Buck comments on Refusal in LLMs is mediated by a single direction

Buck 29 Apr 2024 5:20 UTC
LW: 4 AF: 5
0
AF
Lawrence, how are these results any more grounded than any other interp work?
- LawrenceC 29 Apr 2024 20:21 UTC
  LW: 13 AF: 8
  8
  AF Parent
  To be clear: I don’t think the results here are qualitatively more grounded than e.g. other work in the activation steering/linear probing/representation engineering space. My comment was defense of studying harmlessness in general and less so of this work in particular.
  If the objection isn’t about this work vs other rep eng work, I may be confused about what you’re asking about. It feels pretty obvious that this general genre of work (studying non-cherry picked phenomena using basic linear methods) is as a whole more grounded than a lot of mech interp tends to be?

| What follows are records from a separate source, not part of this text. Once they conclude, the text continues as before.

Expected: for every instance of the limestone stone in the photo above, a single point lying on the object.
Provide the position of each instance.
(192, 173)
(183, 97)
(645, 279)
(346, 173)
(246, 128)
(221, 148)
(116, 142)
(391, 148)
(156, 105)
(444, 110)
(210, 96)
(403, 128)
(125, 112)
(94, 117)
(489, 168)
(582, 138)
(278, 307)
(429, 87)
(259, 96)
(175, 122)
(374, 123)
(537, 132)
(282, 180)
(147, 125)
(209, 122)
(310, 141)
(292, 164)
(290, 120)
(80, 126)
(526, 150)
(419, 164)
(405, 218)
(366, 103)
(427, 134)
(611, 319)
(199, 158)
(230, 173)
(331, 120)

And I feel like it’s pretty obvious that addressing issues with current harmlessness training, if they improve on state of the art, is “more grounded” than “we found a cool SAE feature that correlates with X and Y!”? In the same way that just doing AI control experiments is more grounded than circuit discovery on algorithmic tasks.

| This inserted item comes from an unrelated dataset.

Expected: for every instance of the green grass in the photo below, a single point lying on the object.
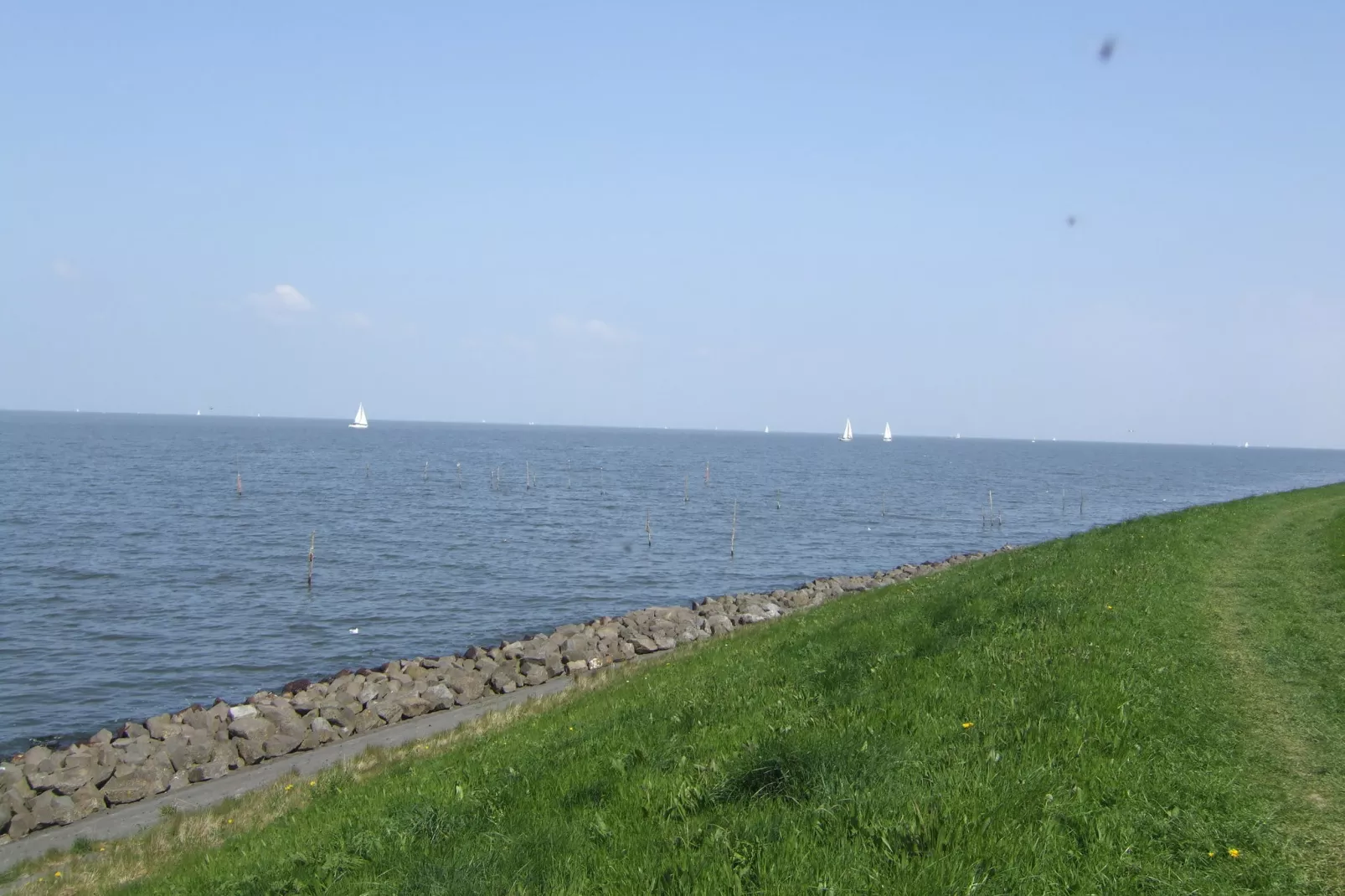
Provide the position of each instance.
(1141, 700)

  - Buck 30 Apr 2024 0:28 UTC
    LW: 3 AF: 2
    1
    AF Parent
    And I feel like it’s pretty obvious that addressing issues with current harmlessness training, if they improve on state of the art, is “more grounded” than “we found a cool SAE feature that correlates with X and Y!”?
    Yeah definitely I agree with the implication, I was confused because I don’t think that these techniques do improve on state of the art.

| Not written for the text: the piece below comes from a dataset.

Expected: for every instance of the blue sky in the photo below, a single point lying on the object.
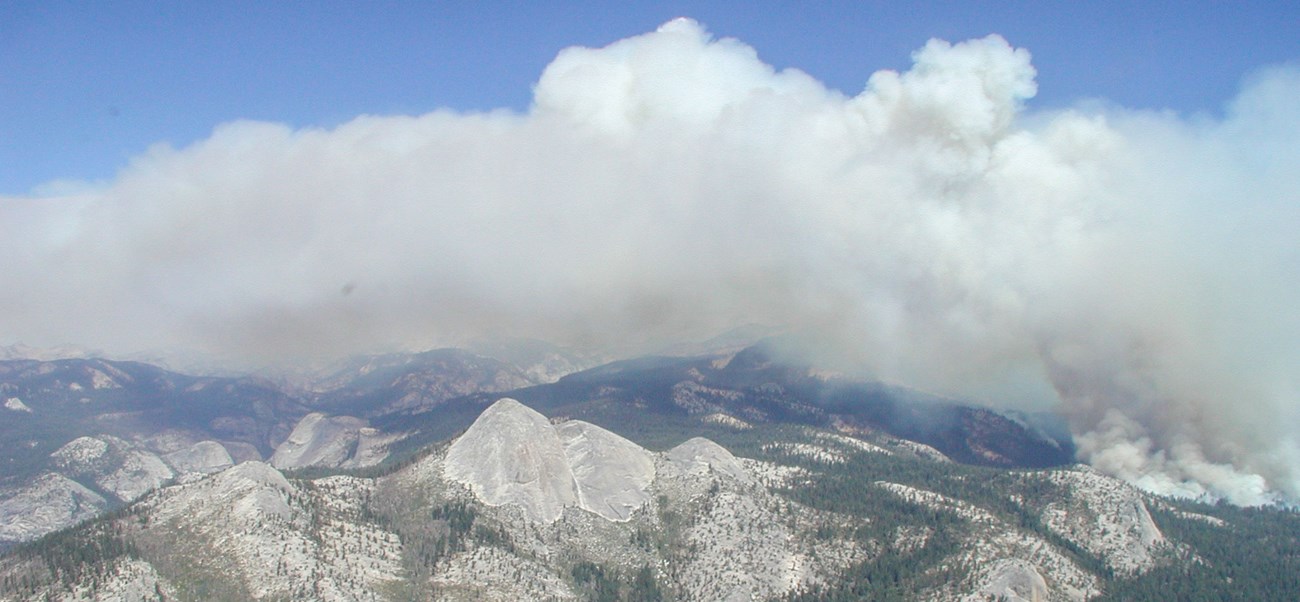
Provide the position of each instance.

    - TurnTrout 2 May 2024 16:26 UTC
      LW: 10 AF: 8
      10
      AF Parent
      If that were true, I’d expect the reactions to a subsequent LLAMA3 weight orthogonalization jailbreak to be more like “yawn we already have better stuff” and not “oh cool, this is quite effective!” Seems to me from reception that this is letting people either do new things or do it faster, but maybe you have a concrete counter-consideration here?
      - Buck 11 May 2024 19:30 UTC
        LW: 13 AF: 11
        0
        AF Parent
        This is a very reasonable criticism. I don’t know, I’ll think about it. Thanks.
        Neel Nanda 11 May 2024 19:45 UTC
        LW: 3 AF: 3
        0
        AF Parent
        Thanks, I’d be very curious to hear if this meets your bar for being impressed, or what else it would take! Further evidence:
        
        Passing the Twitter test (for at least one user)
        Being used by Simon Lerman, an author on Bad LLama (admittedly with help of Andy Arditi, our first author) to jailbreak LLaMA3 70B to help create data for some red-teaming research, (EDIT: rather than Simon choosing to fine-tune it, which he clearly knows how to do, being a Bad LLaMA author).
        Heskinammo Duo 9 Feb 2025 11:10 UTC
        1 point
        0
        Parent
        Honestly, this is the coolest shit ever. You just gave my mediocre life some serious meaning—this is exactly the kind of breakthrough I needed. Are you guys hiring? I know I was made to learn this, and I have to use my statistics degree somehow.